YOU are his best and only advocate here because no-one else is better placed than you to fight his corner for him. This is also because no-one else will do so.

Use IPSEA's website www.ipsea.org.uk as they are actually helpful.

Ahhhcantthinkofagoodname · 06/12/2013 21:14

Hiya, found it v sad to read about your experience and some of the misinformation you have been given. My DS got his ASD diagnosis shortly after his 3rd birthday. He is also a bright little boy but he has a severe speech disorder, struggles with change and not so much now, but has previously had major separation anxiety too. The way I see it, getting his issues investigated by the experts and eventually getting a diagnosis has enabled us to understand DS much better and put strategies in place to support him, both at home and at nursery. Obviously the next big step is school and, for my DS, I would no way accept advice to home school him without exploring other options first. Sounds like the school just don't want your DS there, which is actually exactly the message we just got loud and clear from a prospective school for our DS, when we went to talk about how they wold support his SENs, funnily enough that was "outstanding" too!

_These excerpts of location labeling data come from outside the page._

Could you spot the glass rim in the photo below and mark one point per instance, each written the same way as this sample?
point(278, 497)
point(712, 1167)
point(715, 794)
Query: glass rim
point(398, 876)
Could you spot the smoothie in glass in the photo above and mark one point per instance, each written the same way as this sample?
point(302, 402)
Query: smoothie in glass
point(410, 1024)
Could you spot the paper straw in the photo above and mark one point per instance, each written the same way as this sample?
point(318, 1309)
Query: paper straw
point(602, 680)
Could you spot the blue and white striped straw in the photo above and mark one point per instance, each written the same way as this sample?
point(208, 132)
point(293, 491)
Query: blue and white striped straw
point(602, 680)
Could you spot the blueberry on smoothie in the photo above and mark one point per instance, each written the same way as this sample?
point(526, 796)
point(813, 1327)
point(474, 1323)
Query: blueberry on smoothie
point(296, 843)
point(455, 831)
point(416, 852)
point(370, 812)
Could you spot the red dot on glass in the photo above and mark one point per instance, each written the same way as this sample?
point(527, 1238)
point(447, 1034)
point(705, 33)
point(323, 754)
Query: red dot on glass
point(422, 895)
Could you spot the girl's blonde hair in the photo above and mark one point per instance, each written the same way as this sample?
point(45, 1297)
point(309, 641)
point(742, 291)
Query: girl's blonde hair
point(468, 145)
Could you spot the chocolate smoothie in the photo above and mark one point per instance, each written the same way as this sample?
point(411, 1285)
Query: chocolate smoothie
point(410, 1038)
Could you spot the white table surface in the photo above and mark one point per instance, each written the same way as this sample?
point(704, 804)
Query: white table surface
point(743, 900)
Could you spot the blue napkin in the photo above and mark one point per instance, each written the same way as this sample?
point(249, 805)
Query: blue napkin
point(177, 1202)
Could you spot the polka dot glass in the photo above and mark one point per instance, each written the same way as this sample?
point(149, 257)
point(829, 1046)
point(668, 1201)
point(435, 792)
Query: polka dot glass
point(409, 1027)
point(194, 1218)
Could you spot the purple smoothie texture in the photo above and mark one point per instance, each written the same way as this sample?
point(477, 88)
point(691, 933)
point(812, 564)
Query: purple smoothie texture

Don't know what to say really. My gut feeling is that mixing with other children has got to be best for kids as long as they can cope with it, ie with appropriate support. I guess you need to understand what your DS issues are and then work out how he cold be supported in school. As others have said, i think you need to push for diagnosis (we went to a community paed who gp can refer you to and then were referred to a social communication clinic) and also stat assessment.